Halle Berry Turns Razzie Win Into Legendary Hollywood Moment
After winning Worst Actress for Catwoman in 2005, Halle Berry showed up with her Oscar and delivered a hilarious acceptance speech that taught Hollywood how to lose with grace. Her performance at the Razzies became more iconic than most award wins.
When Halle Berry won a Razzie for Worst Actress in 2005, she did something almost nobody does. She showed up.
The Golden Raspberry Awards exist to roast Hollywood's biggest flops. Catwoman earned seven nominations after bombing with critics and audiences alike, scoring just 8% on Rotten Tomatoes. Berry could have ignored the whole thing.
Instead, she walked onstage in a gorgeous black dress holding both her Razzie and her Oscar from Monster's Ball. The crowd jumped to their feet.

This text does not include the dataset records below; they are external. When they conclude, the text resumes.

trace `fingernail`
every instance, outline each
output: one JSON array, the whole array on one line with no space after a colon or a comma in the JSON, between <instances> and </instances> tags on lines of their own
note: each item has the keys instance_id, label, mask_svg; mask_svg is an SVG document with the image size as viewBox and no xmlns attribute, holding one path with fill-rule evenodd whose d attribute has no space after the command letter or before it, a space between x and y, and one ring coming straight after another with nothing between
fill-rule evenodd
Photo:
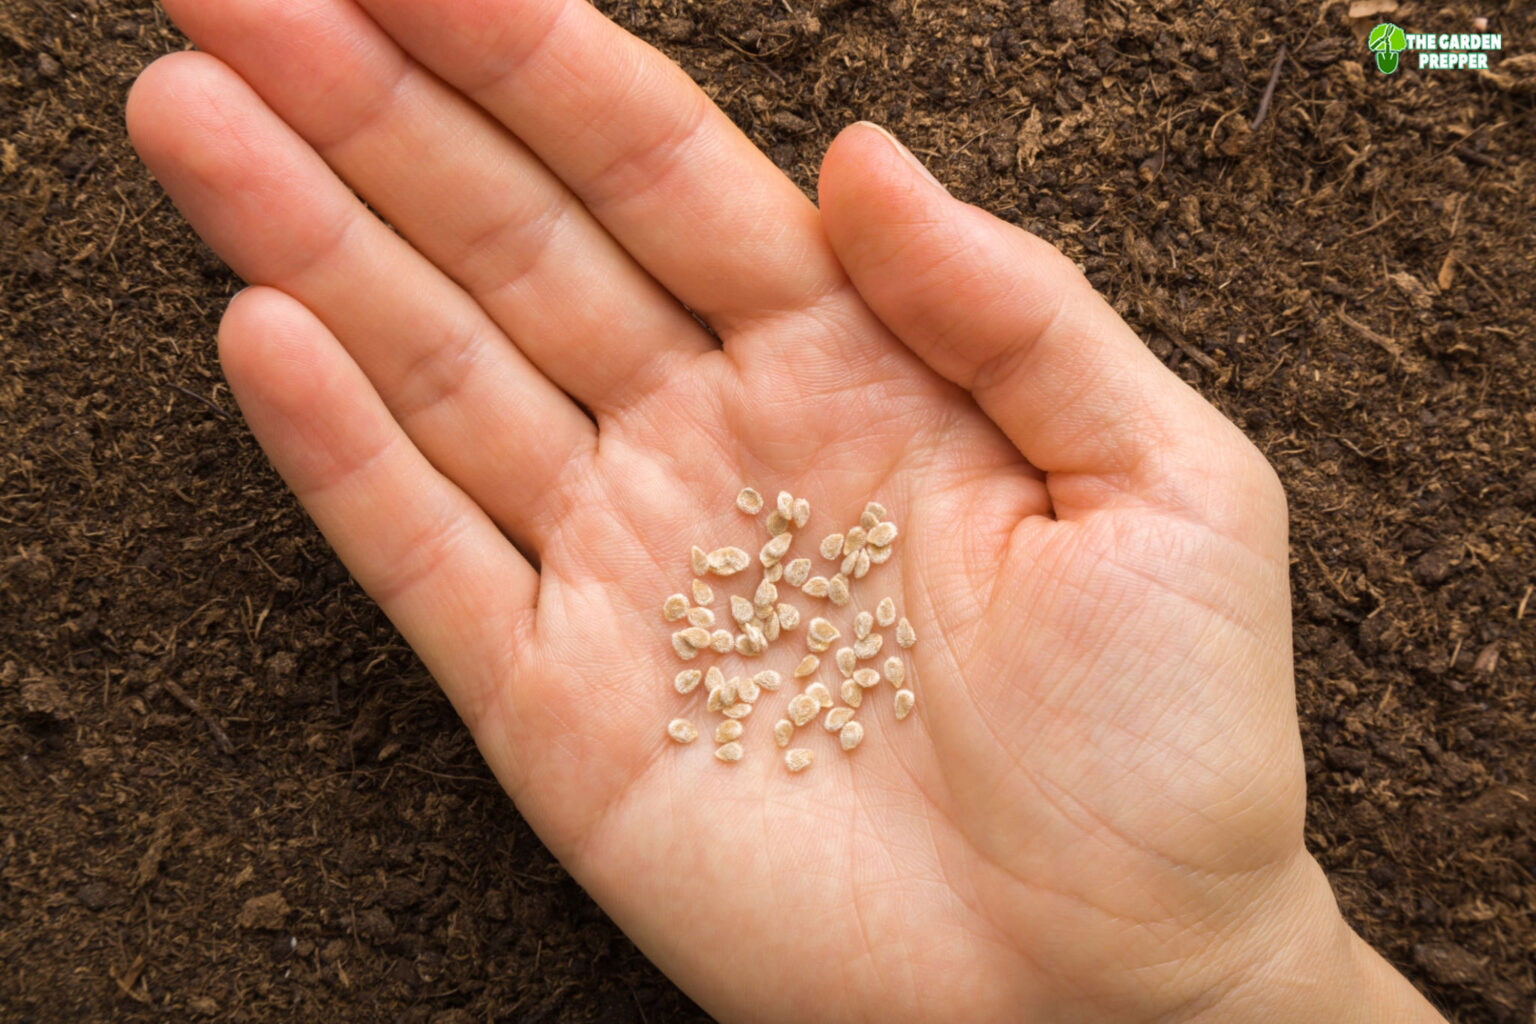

She pretended to hyperventilate with excitement. "I never in my life thought I'd be up here winning a Razzie," she told the laughing audience. Then she held up her Oscar and yelled, "And no, I don't have to give this back. It's got my name on it!"
What happened next became legendary. Berry delivered a full Oscar-style acceptance speech, thanking everyone who helped her make "a piece of shit, God-awful movie."

She thanked Warner Bros for the film that "plummeted me to the bottom" after being on top. She called out her manager for not reading the script and just "counting the zeroes." She thanked "all twenty writers" for thinking Catwoman was a good idea.
Her costar Alex Borstein joined her onstage, and Berry thanked her for "lying straight to my face every day" about her performance. The director got a shoutout too, with Berry joking his French accent made it impossible to understand his direction.
Then Berry got serious. She shared advice her mother gave her as a kid competing in beauty pageants: "If you could not be a good loser, then there's no way you could be a good winner."
"I wanted to slap the shit out of the Razzie people," she admitted. "But I won't do that. I'll stand here graciously, take the criticism as a lesson learned, and hope to God I never see these people ever again."
Why This Inspires
Berry turned embarrassment into empowerment with humor and humility. She showed that owning your failures with grace takes more courage than accepting praise. Her willingness to laugh at herself while clutching her Oscar reminded everyone watching that one bad movie doesn't define a brilliant career.
Twenty years later, people still talk about her Razzie speech more than most actual Oscar wins. That's the power of showing up when things go wrong and refusing to take yourself too seriously.
Berry proved that how you handle failure matters more than the failure itself.